Jet-setting from the desert to the sea
Betty Gillespie grew up in the desert but has spent most of her life
near the water. The 82-year-old native of Phoenix, Ariz., recalls
when the arid metropolis was only a small southwestern town. She now
makes her home in the Newport Peninsula in a bustling student-filled
neighborhood she laughingly calls “The Warzone.”
“It’s a lot of fun though,” she said.
Gillespie volunteers five days each week at the Costa Mesa Senior
Center, where executive director Aviva Goelman is quick to point out
Gillespie’s vibrant sense of humor.
A world traveler, Gillespie has visited many far-off locales on
her way to Newport Beach. Before her retirement, she was a business
owner in Northern California selling microwave ovens at franchises in
Monterey and Santa Cruz. Her parent company, Friedman’s Microwave
Ovens, picked up the tab as she jetted across the globe. She spent a
morning with the Daily Pilot’s Andrew Edwards to talk about her work
at the senior center and trace her path from the desert to the sea.
What is a typical day like here at the Senior Center?
I get here, usually at 11 a.m. or something like that, but people
come in here at 9 in the morning and they have doughnuts and coffee.
You buy coffee, actually you buy a cup, and you use the cup. Even if
you bring your own cup, you pay for coffee. And they have doughnuts
and they have sweet rolls, and people sit around and talk. They just
visit, and there’s a lot of bingo, people play bridge all day long.
And there’s lots of card games going on, there’s cribbage going on.
You volunteer here five days a week, what keeps you here so long?
I come in, in the morning, and I chat with my friends and I work
in the kitchen, and I don’t set up things at the table, but I serve
the bread and I get the stuff ready to serve.
Do most people here volunteer as many days as you?
Some do. I enjoy volunteering, there’s a great deal of camaraderie
in this club. If you ever get lonely, it’s good thing to join and
volunteer. I enjoy volunteering; I’ve been a volunteer for years.
When I lived in Phoenix, I used to volunteer for the Visiting Nurses
Assn. You drive nurses around to patients and they take care of them.

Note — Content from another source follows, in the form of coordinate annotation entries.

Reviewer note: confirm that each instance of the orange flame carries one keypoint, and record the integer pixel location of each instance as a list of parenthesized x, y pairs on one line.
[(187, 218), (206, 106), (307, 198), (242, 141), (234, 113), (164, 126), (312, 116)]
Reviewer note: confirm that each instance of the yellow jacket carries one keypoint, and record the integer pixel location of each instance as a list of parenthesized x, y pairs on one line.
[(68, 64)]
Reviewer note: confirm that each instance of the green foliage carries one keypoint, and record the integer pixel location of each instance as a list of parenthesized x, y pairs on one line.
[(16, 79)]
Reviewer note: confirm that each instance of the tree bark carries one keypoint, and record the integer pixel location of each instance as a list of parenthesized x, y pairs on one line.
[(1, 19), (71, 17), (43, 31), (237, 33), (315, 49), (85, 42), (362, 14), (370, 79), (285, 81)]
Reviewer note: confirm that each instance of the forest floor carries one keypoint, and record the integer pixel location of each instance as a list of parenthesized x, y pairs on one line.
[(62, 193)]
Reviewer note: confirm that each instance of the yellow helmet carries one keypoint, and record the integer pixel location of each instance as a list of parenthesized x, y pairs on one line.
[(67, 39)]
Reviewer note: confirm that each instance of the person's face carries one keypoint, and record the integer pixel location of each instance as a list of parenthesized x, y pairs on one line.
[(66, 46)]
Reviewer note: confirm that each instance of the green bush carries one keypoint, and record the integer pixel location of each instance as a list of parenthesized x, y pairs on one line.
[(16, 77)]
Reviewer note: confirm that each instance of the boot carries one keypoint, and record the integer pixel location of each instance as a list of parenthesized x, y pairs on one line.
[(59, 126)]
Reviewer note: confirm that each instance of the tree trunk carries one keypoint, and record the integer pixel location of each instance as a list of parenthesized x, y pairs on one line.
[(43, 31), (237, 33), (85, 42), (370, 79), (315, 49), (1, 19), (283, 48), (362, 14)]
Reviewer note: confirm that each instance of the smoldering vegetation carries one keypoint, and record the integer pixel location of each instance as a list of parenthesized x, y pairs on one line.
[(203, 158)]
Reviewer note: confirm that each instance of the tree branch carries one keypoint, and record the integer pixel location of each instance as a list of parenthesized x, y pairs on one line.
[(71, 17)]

You get a lot out of volunteering. Giving of yourself is very
helpful, it really is, and it makes you feel like you’re really good,
like you’re helping.
What was Phoenix like when you were growing up?
It was a small town. Scottsdale is a very posh area now, but if
you lived in Scottsdale, you didn’t admit you lived in Scottsdale.
You got a post office box in Phoenix and didn’t tell people you lived
in Scottsdale. It was great, it was a country town, and we had one
high school. Now they have so many you can’t see straight. It was a
country town; it was just a tiny little town. It was such fun growing
up in that little town.
What do you do with your friends from Phoenix?
We’re down to three. We’ve dropped dead along the way (laughs),
but I think it’s fascinating that you can have friends that you’ve
known that long and still keep in touch. We’re all through grade
school, high school and college, we separated when we went to
college, everybody went to different colleges, and got married and
all that stuff. But we still manage to get together once a year.
How did it come about that you moved to California?
I moved to California to get out of Phoenix. I had lived there all
my life and I got a divorce and decided it was time for a change, so
I took my kid and moved to Northern California. And then I moved to
Southern California because my husband was ill and my brother and
sister-in-law lived down here ... they were the only relatives I had,
and I knew they weren’t going to move so I moved. I moved down here
to be close to them.
What were your travels like?
They were great because Friedman’s had stores all across the
United States and we got to travel with all kinds of people that were
in the same business, and we traveled first class all over. We stayed
in first-class hotels; it was great. We were royally entertained. It
was just marvelous.
We went to Tokyo, Japan, and we saw the Pope, not in Tokyo, Japan,
though ... We went to Switzerland, and you name it you saw it. In the
Caribbean, we went on cruises.
What is the importance of having a sense of humor?
To survive, my mother taught me that. If you don’t have a good
sense of humor, you might as well forget it.